- 715 Okunma
- 0 Yorum
- 0 Beğeni
MUSLUK
MUSLUK
Sanki bir keşif gibi kelimenin başka anlama geldiğini öğrenmiştim. Hatta kendi kullandığım anlamın pek yaygın olmadığını anladım sonra. Ortaokul sıralarında arkadaşlarımın ”Musluktan suyumuzu içelim.” sözünü duyduğumda “Hangi musluğun suyu?” diye sormuş, bana su akan çeşmeyi gösteren arkadaşlarıma “Musluk böyle mi oluyor?” demiştim de ”Sana Türkçe’yi mi öğreteceğiz?” diye kızıp tuhaf tuhaf yüzüme bakmışlardı. Bunda bir tuhaflık yoktu, bizim köyde çeşme dediğimiz şeye şehirde musluk, diyorlardı, hepsi bu. Şehre medeniyet öğrenmek için gelen bizler için yapılabilecek tek şey, öğretilenleri öğrenmek, eskiyi unutmaktı.

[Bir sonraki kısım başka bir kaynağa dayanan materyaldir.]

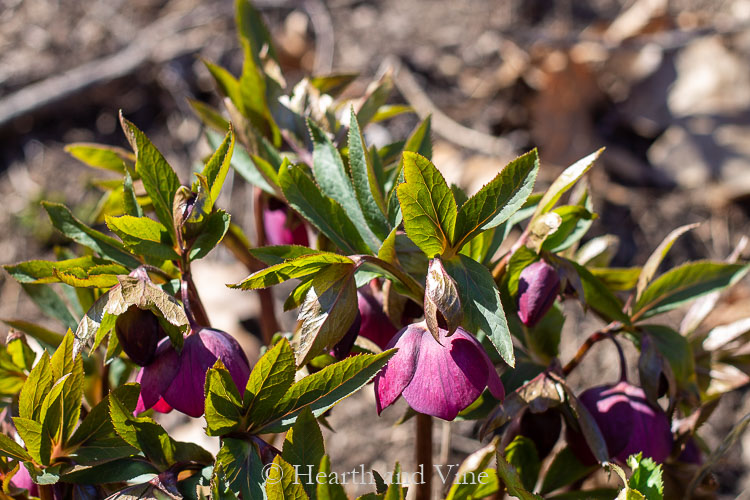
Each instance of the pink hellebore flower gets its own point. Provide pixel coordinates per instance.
(438, 379)
(176, 380)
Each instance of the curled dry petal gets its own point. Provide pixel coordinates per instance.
(436, 378)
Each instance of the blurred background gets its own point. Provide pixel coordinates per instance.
(664, 85)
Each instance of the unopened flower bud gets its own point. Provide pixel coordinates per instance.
(628, 422)
(139, 332)
(538, 286)
(282, 226)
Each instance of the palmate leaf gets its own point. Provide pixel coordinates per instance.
(335, 183)
(427, 204)
(498, 200)
(324, 213)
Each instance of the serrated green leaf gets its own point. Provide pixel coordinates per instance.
(271, 378)
(685, 283)
(244, 471)
(223, 401)
(323, 389)
(159, 180)
(327, 312)
(565, 181)
(497, 200)
(483, 310)
(77, 231)
(335, 183)
(427, 205)
(323, 213)
(365, 182)
(303, 448)
(328, 490)
(102, 156)
(294, 268)
(143, 236)
(215, 227)
(282, 482)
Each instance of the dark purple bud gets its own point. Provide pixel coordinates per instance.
(538, 286)
(177, 381)
(199, 353)
(629, 424)
(438, 378)
(282, 226)
(542, 428)
(344, 346)
(22, 480)
(139, 332)
(375, 324)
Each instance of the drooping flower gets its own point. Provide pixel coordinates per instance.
(139, 332)
(629, 424)
(438, 379)
(177, 379)
(282, 226)
(538, 286)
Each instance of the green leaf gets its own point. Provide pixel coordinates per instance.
(329, 309)
(521, 453)
(598, 297)
(497, 200)
(143, 236)
(102, 156)
(646, 477)
(323, 213)
(335, 183)
(509, 475)
(473, 474)
(217, 167)
(38, 384)
(483, 310)
(11, 449)
(77, 231)
(427, 205)
(271, 378)
(654, 260)
(215, 227)
(282, 482)
(328, 490)
(294, 268)
(323, 389)
(303, 448)
(223, 401)
(159, 180)
(241, 463)
(684, 284)
(366, 185)
(565, 181)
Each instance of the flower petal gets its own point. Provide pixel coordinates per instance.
(396, 375)
(448, 378)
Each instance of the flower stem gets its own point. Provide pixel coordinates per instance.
(595, 337)
(423, 457)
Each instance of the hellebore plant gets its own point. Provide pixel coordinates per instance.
(445, 263)
(438, 377)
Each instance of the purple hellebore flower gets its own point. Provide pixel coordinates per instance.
(629, 424)
(538, 286)
(438, 379)
(178, 380)
(282, 226)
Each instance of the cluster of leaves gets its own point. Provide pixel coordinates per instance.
(379, 213)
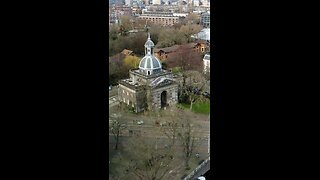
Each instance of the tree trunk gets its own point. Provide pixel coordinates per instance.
(117, 141)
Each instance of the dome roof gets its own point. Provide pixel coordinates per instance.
(150, 62)
(149, 43)
(204, 34)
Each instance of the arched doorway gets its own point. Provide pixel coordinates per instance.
(163, 99)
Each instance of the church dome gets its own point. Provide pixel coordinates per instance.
(149, 43)
(150, 62)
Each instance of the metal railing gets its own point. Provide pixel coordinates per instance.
(197, 169)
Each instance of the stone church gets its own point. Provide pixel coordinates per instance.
(149, 87)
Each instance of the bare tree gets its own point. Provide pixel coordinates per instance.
(187, 138)
(149, 162)
(197, 83)
(173, 118)
(116, 127)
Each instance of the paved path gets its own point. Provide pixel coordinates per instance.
(113, 101)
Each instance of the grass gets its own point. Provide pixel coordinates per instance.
(201, 107)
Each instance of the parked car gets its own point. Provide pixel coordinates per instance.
(140, 122)
(206, 94)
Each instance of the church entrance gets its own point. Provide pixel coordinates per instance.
(163, 99)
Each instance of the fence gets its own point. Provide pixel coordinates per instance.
(197, 169)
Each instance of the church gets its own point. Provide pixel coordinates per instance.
(150, 87)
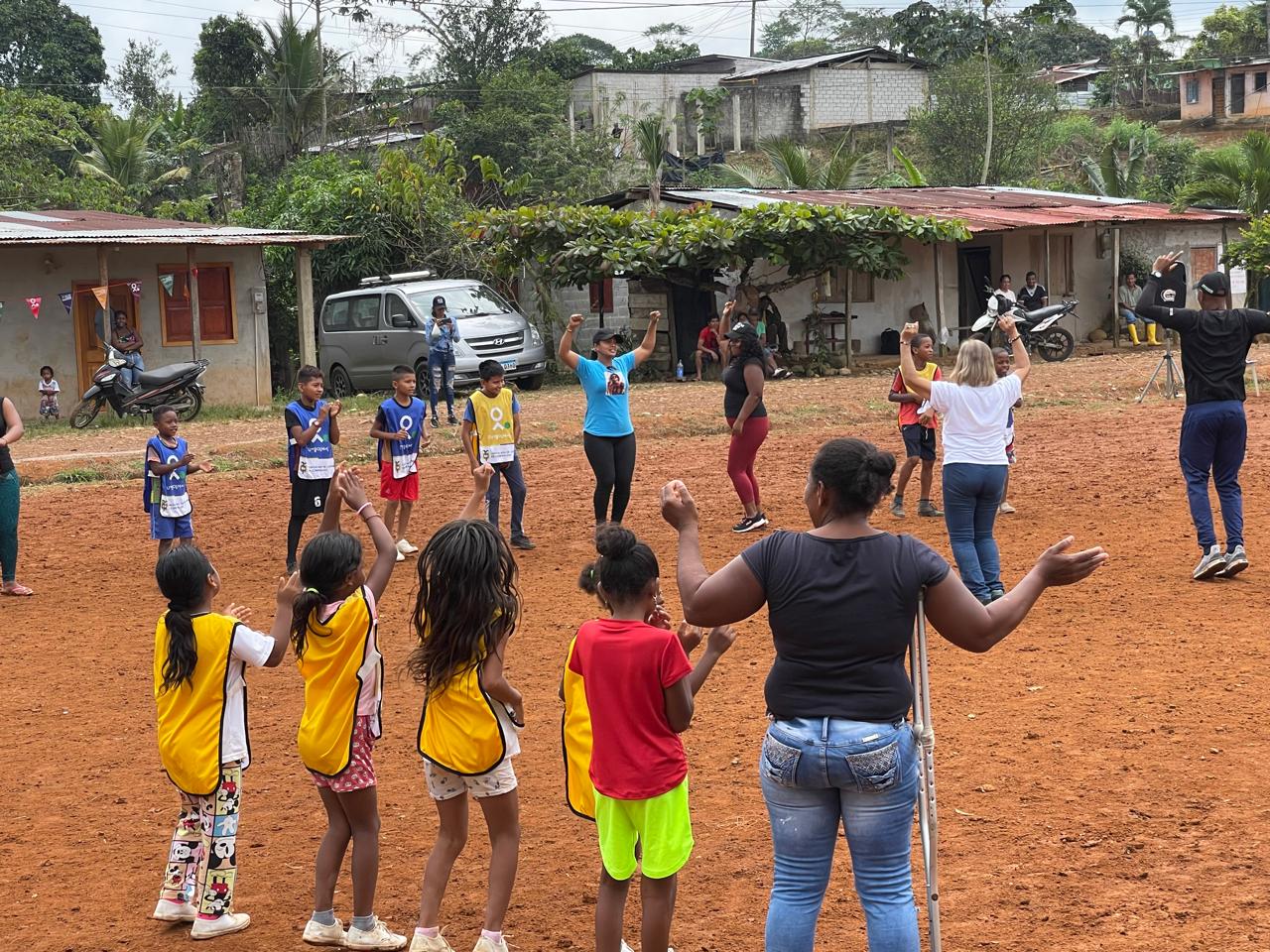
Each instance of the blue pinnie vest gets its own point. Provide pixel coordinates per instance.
(317, 458)
(169, 492)
(404, 452)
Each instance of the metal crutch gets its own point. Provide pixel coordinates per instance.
(928, 816)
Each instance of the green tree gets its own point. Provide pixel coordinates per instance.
(227, 68)
(141, 80)
(952, 131)
(49, 48)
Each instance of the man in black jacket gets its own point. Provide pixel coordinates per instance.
(1214, 430)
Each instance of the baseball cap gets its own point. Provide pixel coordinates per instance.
(1214, 284)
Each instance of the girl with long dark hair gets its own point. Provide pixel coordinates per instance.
(200, 658)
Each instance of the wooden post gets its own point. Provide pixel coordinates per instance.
(305, 306)
(195, 327)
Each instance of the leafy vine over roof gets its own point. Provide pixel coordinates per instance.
(572, 245)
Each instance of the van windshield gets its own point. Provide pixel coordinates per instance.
(470, 301)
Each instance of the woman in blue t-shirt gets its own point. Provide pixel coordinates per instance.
(607, 434)
(838, 753)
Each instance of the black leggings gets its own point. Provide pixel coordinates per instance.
(612, 458)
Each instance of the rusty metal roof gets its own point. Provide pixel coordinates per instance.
(983, 208)
(86, 227)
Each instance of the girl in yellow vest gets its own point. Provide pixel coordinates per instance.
(334, 636)
(471, 715)
(200, 658)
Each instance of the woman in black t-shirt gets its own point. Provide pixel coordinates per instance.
(838, 754)
(746, 414)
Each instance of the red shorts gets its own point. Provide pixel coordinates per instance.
(404, 490)
(359, 772)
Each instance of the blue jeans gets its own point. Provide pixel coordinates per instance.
(516, 483)
(1213, 439)
(971, 494)
(817, 775)
(441, 368)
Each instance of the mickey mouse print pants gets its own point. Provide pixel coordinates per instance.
(200, 861)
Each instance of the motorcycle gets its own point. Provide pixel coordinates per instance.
(1038, 327)
(178, 385)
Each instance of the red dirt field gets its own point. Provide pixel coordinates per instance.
(1101, 774)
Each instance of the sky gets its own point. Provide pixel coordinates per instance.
(715, 26)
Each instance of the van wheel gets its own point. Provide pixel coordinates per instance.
(340, 384)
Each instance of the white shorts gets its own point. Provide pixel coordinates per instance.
(445, 784)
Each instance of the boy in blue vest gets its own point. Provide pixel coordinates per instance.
(313, 431)
(167, 495)
(400, 431)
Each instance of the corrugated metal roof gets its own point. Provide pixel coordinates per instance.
(875, 53)
(89, 227)
(983, 208)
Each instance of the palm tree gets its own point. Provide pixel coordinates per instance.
(295, 80)
(121, 154)
(1236, 177)
(1144, 14)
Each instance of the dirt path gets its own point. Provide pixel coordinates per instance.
(1100, 774)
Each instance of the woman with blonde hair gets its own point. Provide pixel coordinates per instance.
(975, 407)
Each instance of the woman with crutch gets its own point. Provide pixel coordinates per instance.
(838, 754)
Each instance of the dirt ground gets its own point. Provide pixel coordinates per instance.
(1101, 774)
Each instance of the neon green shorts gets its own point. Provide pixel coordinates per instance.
(661, 825)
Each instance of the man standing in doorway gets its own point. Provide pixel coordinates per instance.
(1214, 429)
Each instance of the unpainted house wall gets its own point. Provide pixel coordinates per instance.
(239, 371)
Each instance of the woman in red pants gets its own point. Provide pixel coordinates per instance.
(747, 416)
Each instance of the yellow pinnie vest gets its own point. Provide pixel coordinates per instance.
(190, 715)
(339, 655)
(575, 742)
(495, 424)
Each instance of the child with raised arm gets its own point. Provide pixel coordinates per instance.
(334, 634)
(639, 689)
(400, 431)
(199, 688)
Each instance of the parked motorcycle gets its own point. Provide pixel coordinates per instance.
(1038, 327)
(178, 385)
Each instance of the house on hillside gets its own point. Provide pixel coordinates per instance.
(1220, 91)
(58, 263)
(1075, 81)
(1071, 241)
(766, 98)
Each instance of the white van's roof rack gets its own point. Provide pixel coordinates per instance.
(394, 278)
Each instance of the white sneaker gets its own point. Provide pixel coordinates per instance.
(222, 925)
(376, 937)
(171, 911)
(318, 934)
(1211, 563)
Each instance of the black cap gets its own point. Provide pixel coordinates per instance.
(1214, 284)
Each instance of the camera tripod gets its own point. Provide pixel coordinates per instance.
(1173, 375)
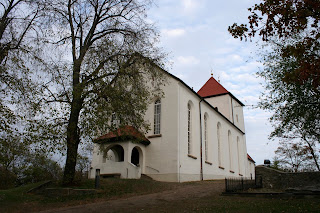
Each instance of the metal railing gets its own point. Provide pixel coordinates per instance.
(242, 184)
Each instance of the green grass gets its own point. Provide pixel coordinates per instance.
(11, 199)
(17, 200)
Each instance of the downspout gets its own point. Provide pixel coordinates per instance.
(201, 167)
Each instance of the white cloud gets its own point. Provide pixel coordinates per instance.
(187, 60)
(191, 6)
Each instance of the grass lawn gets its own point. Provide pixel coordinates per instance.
(17, 200)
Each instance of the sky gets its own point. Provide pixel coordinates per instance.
(195, 35)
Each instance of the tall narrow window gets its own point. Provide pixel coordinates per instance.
(189, 128)
(238, 149)
(206, 137)
(157, 117)
(219, 144)
(230, 149)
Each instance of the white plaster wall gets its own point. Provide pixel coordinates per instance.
(161, 154)
(189, 167)
(212, 171)
(230, 108)
(167, 159)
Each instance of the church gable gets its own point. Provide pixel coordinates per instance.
(212, 88)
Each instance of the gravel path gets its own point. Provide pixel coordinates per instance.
(143, 202)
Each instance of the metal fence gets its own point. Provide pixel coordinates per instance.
(242, 184)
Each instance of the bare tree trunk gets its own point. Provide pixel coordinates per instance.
(312, 153)
(73, 137)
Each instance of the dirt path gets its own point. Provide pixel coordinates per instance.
(143, 202)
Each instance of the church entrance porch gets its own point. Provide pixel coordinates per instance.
(124, 159)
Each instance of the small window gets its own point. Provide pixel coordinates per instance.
(114, 120)
(157, 117)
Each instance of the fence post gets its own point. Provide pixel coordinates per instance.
(97, 179)
(242, 188)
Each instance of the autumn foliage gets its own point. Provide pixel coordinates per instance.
(283, 20)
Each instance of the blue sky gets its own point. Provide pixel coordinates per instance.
(194, 33)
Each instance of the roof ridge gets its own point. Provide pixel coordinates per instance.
(212, 87)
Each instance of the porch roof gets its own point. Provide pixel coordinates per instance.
(124, 133)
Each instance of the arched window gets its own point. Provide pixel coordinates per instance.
(157, 117)
(219, 144)
(206, 137)
(238, 151)
(230, 149)
(189, 128)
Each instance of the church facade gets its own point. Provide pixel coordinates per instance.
(194, 136)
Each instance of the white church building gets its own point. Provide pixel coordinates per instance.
(194, 136)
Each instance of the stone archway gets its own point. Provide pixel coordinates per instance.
(136, 156)
(115, 153)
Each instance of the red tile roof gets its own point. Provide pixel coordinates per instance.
(123, 134)
(211, 88)
(250, 158)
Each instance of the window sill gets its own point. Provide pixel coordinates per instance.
(207, 162)
(191, 156)
(155, 136)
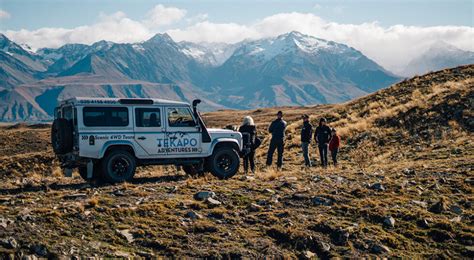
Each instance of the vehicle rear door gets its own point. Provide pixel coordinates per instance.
(150, 130)
(183, 134)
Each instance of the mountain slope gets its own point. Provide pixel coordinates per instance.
(403, 189)
(291, 69)
(295, 69)
(35, 102)
(439, 56)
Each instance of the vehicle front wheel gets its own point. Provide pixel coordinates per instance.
(224, 162)
(118, 166)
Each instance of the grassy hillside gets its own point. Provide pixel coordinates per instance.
(404, 188)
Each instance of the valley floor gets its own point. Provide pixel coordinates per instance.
(385, 209)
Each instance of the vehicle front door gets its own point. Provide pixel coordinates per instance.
(183, 135)
(150, 130)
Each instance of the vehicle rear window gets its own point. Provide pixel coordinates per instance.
(105, 116)
(180, 117)
(148, 117)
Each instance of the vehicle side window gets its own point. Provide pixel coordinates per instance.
(180, 117)
(105, 116)
(147, 117)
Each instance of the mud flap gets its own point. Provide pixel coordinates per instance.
(90, 169)
(67, 172)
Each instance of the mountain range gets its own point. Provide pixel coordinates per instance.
(439, 55)
(290, 69)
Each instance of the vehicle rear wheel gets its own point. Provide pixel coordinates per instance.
(118, 166)
(95, 173)
(224, 162)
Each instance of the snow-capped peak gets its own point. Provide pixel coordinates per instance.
(287, 43)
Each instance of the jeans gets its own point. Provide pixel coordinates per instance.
(323, 154)
(305, 148)
(249, 159)
(277, 144)
(334, 156)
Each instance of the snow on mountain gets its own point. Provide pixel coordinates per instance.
(290, 69)
(439, 55)
(210, 54)
(286, 43)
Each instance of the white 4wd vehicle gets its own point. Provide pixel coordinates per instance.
(107, 138)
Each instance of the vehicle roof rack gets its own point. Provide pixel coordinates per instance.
(134, 101)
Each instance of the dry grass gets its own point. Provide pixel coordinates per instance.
(411, 138)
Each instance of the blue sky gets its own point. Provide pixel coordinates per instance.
(34, 14)
(387, 31)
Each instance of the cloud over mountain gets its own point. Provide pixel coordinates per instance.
(393, 47)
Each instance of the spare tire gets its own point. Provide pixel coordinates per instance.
(61, 136)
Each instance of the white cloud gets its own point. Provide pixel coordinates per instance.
(4, 14)
(392, 47)
(115, 27)
(161, 15)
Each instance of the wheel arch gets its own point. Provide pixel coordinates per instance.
(226, 142)
(117, 146)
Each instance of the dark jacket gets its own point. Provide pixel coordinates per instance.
(306, 132)
(277, 129)
(252, 132)
(322, 135)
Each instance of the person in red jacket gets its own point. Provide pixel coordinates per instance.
(334, 145)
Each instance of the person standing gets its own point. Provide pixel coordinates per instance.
(306, 134)
(277, 129)
(334, 145)
(249, 132)
(322, 135)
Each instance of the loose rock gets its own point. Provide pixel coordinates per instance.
(380, 249)
(203, 195)
(125, 233)
(377, 186)
(438, 207)
(9, 243)
(254, 207)
(193, 215)
(389, 222)
(213, 202)
(320, 201)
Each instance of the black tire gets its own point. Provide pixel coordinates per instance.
(118, 166)
(95, 173)
(61, 136)
(224, 162)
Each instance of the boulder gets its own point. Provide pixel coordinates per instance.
(377, 186)
(320, 201)
(389, 222)
(438, 207)
(193, 215)
(203, 195)
(213, 202)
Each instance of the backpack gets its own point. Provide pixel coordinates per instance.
(257, 143)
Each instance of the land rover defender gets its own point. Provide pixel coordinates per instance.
(107, 138)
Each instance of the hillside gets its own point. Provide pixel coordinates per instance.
(404, 189)
(291, 69)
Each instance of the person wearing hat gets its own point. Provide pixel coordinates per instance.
(306, 133)
(334, 145)
(277, 129)
(322, 135)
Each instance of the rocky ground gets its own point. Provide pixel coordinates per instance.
(404, 188)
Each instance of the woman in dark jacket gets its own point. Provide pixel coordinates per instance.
(249, 132)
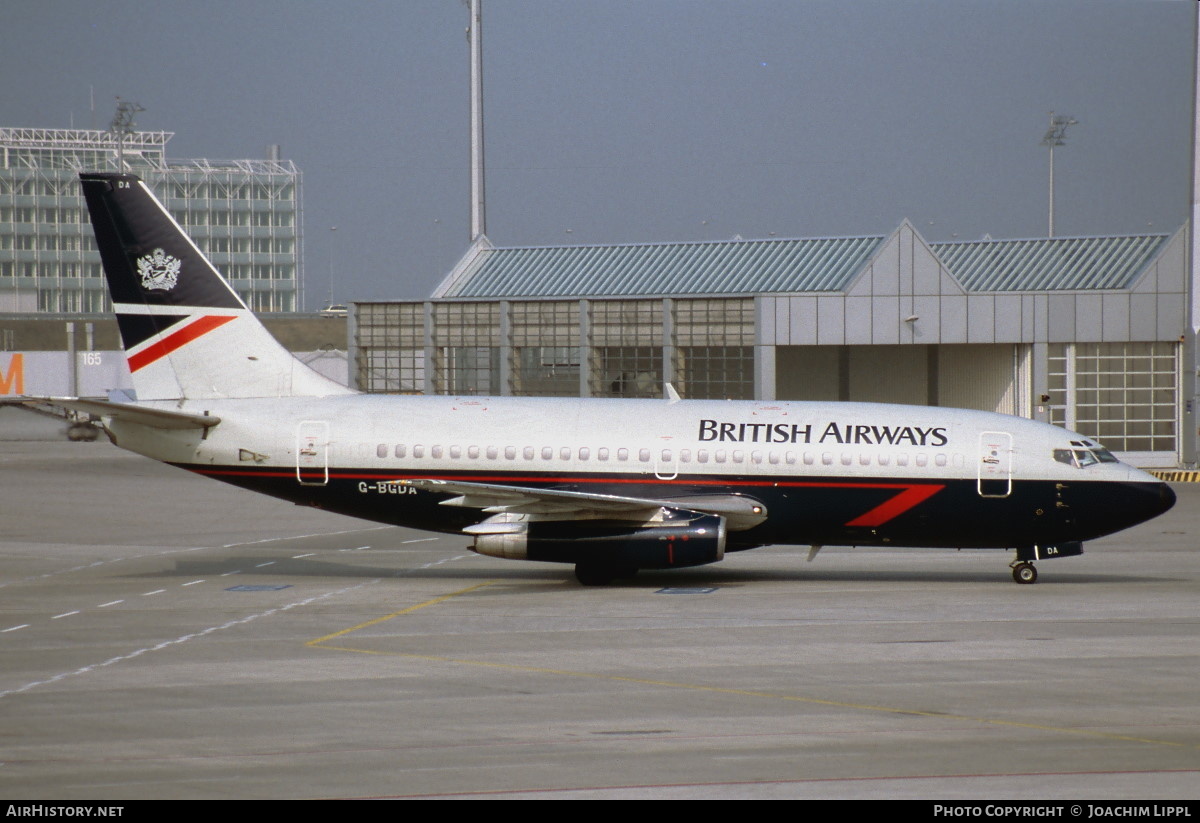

Cıvıl cıvıl çocukluk zamanlarımızda atalarımız bize gittiği her ülkeye han, hamam, köprü, cami. Kervansaray, çeşme yapmalarıyla anlatılmıştı. Bazen bu eserlerden birisi bile bir romana, hikâyeye, şiire konu olabiliyordu. Hepsi bir yana su hayrını insanımız ne kadar seviyordu. “Çoban Çeşmesi” şiirini okuyunca aklımda, hayalimde koca bir memleket coğrafyası canlanır. Ve o coğrafyanın bağrından su vermeye devam eden dağ, bayır, tepe ve vadiler…Bir pınar denilince göğsüme bir serinlik, dudaklarıma bir lezzet kaplar. Denizler, ırmaklar, çaylar, dereler Her birinin bir hikâyesi vardır. Kimisi hüzün, kimisi de neşe verir gönlüme.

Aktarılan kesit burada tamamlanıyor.